Aunque está esbozando una sonrisa, la lasciva mirada que envía al mayordomo hace que este se ponga en guardia.
-¿Qué quiere decir? ¿Es usted un doncel?
-Oh, por supuesto que lo soy. Todos los rumores sobre ese teme acerca de mí son ciertos. Hace años que decidí dejar de esconder lo que soy. Y sé que usted también lo es: le he visto varias veces en la casa de citas que los hombres como nosotros frecuentamos.
-Oh… Bueno, en ese caso no deberé esconderme más. Pero pasemos a otro tema –dice con evidente incomodidad Brine-. Mañana a primera hora iré a la casa de la señorita Guillard para recoger algunos de sus papeles, por si pueden ayudarnos con la investigación ¿Le parece bien? –el mayordomo vuelve deliberadamente al tratamiento de usted, intentando poner distancia entre el detective y él mismo.
-Por mí, perfecto. Pero procure que no le vea la policía. Después vuelva aquí y leeremos juntos esos documentos, a ver qué encontramos. Quién sabe, quizá encontremos las cartas que Claudia mencionaba en su nota.
Tras un corto periodo de charla insulsa, el mayordomo se retiró a su habitación aduciendo cansancio. Antes de irse, sin embargo, se acordó de un detalle:
-Señor Dislarck, ¿la ropa del armario es para mí?

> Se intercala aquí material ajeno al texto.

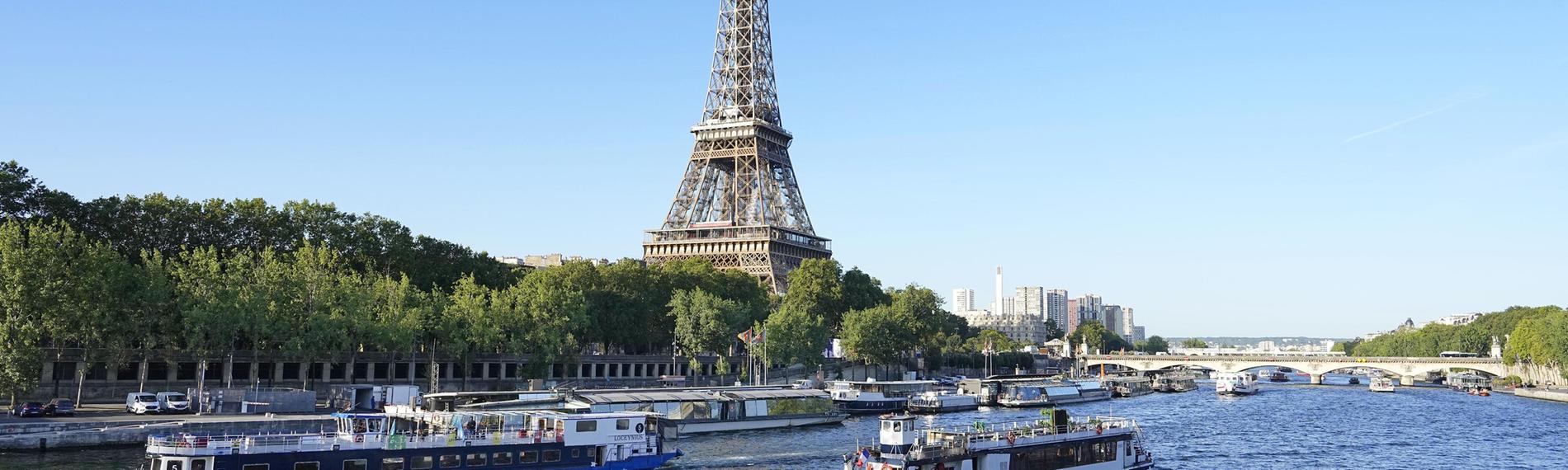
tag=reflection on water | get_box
[9,376,1568,470]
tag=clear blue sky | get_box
[0,0,1568,337]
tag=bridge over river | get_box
[1079,354,1512,384]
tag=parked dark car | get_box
[44,398,77,416]
[11,401,44,418]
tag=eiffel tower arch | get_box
[643,0,833,293]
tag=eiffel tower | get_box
[643,0,833,293]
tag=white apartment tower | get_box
[1013,287,1046,322]
[1101,306,1127,338]
[1074,294,1106,322]
[953,289,975,313]
[1122,307,1138,338]
[991,266,1007,313]
[1046,289,1068,331]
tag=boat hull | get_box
[833,398,908,416]
[199,444,681,470]
[909,402,980,414]
[673,414,848,435]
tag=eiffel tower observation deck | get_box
[643,0,833,293]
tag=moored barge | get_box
[843,409,1154,470]
[146,406,681,470]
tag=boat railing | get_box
[148,430,577,456]
[927,416,1136,445]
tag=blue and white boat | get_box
[148,407,681,470]
[828,381,936,416]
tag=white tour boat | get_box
[843,409,1154,470]
[828,381,936,416]
[1214,373,1258,395]
[908,392,980,414]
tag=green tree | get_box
[965,329,1024,353]
[840,306,916,365]
[842,268,892,312]
[762,304,829,367]
[781,259,845,329]
[669,289,746,374]
[494,269,588,378]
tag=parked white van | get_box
[125,392,160,416]
[158,392,191,414]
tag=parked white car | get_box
[125,392,162,416]
[158,392,191,414]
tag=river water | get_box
[0,376,1568,470]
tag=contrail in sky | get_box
[1341,91,1491,144]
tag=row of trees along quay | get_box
[0,162,1053,401]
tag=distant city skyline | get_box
[0,2,1568,337]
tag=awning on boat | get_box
[723,388,831,400]
[577,392,718,404]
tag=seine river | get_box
[0,376,1568,470]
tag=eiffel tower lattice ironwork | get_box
[643,0,833,293]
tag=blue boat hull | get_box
[197,444,681,470]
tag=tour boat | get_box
[843,409,1154,470]
[908,392,980,414]
[1108,376,1154,398]
[996,381,1110,407]
[828,381,936,416]
[1443,373,1491,395]
[148,406,681,470]
[1367,376,1394,392]
[1154,373,1198,393]
[1214,373,1258,395]
[568,388,848,437]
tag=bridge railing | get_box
[1080,354,1502,364]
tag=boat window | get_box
[489,453,511,470]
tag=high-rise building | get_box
[953,289,975,313]
[1013,287,1046,322]
[1046,289,1068,331]
[1068,299,1084,334]
[1122,307,1137,338]
[1077,294,1106,324]
[1099,306,1127,338]
[991,266,1007,313]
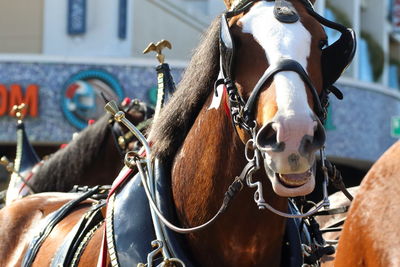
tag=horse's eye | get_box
[318,39,328,50]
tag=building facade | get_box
[0,0,400,180]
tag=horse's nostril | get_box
[312,121,326,149]
[256,122,284,152]
[300,121,326,156]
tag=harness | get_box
[219,0,356,133]
[24,0,356,266]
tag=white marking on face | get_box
[240,1,312,116]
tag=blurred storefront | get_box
[0,0,400,184]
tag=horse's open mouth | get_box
[275,169,312,188]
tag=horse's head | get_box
[221,0,355,197]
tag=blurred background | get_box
[0,0,400,188]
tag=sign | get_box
[390,116,400,138]
[61,70,124,130]
[392,0,400,33]
[0,84,39,117]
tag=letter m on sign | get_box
[9,84,39,117]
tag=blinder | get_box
[220,0,356,129]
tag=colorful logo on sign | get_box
[61,70,124,129]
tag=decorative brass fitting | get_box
[143,40,172,64]
[12,103,27,123]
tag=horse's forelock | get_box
[149,17,219,163]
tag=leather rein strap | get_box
[216,0,347,131]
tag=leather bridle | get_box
[215,0,356,132]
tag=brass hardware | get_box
[143,40,172,64]
[12,103,27,123]
[0,156,14,173]
[104,100,125,122]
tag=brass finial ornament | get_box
[143,39,172,64]
[104,100,125,122]
[0,156,14,173]
[12,103,27,123]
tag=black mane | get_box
[31,114,110,192]
[149,17,220,162]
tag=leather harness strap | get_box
[51,201,106,267]
[21,186,99,267]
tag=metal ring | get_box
[244,139,256,161]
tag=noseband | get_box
[215,0,356,132]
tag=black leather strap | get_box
[51,201,106,267]
[21,186,99,267]
[244,58,325,121]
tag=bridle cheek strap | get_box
[244,58,325,122]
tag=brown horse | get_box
[6,100,154,205]
[334,141,400,266]
[0,0,354,266]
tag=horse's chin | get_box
[264,162,315,197]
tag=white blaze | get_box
[240,1,312,116]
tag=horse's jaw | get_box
[263,153,316,197]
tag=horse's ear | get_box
[224,0,232,10]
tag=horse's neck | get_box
[172,99,287,266]
[32,117,122,192]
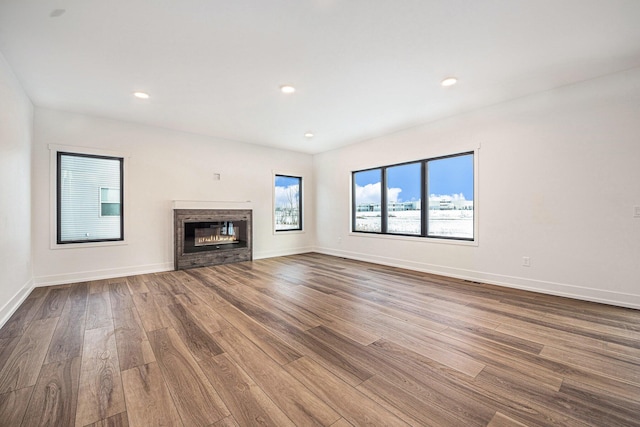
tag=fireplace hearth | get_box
[173,209,253,270]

-Por supuesto que lo es. ¿De qué iba a tener yo, si no, un armario entero lleno de ropa y zapatos de su talla?
-Pues muchas gracias. Por la ropa y por el whisky. Buenas noches.
El mayordomo se movió por el poco iluminado pasillo hasta su puerta. Cuando entro, cerró la puerta tras de sí. Pensando intensamente, se desnudó y se acomodó en la cama, entre los almohadones. Pensó en lo que había pasado a lo largo del día y en cómo había terminado.

Por esos derroteros corría su mente cuando un golpe resonó por toda la casa. De un salto se levantó y se dirigió a la puerta tras coger el atizador de la chimenea. Entonces el pomo de la puerta comenzó a girar.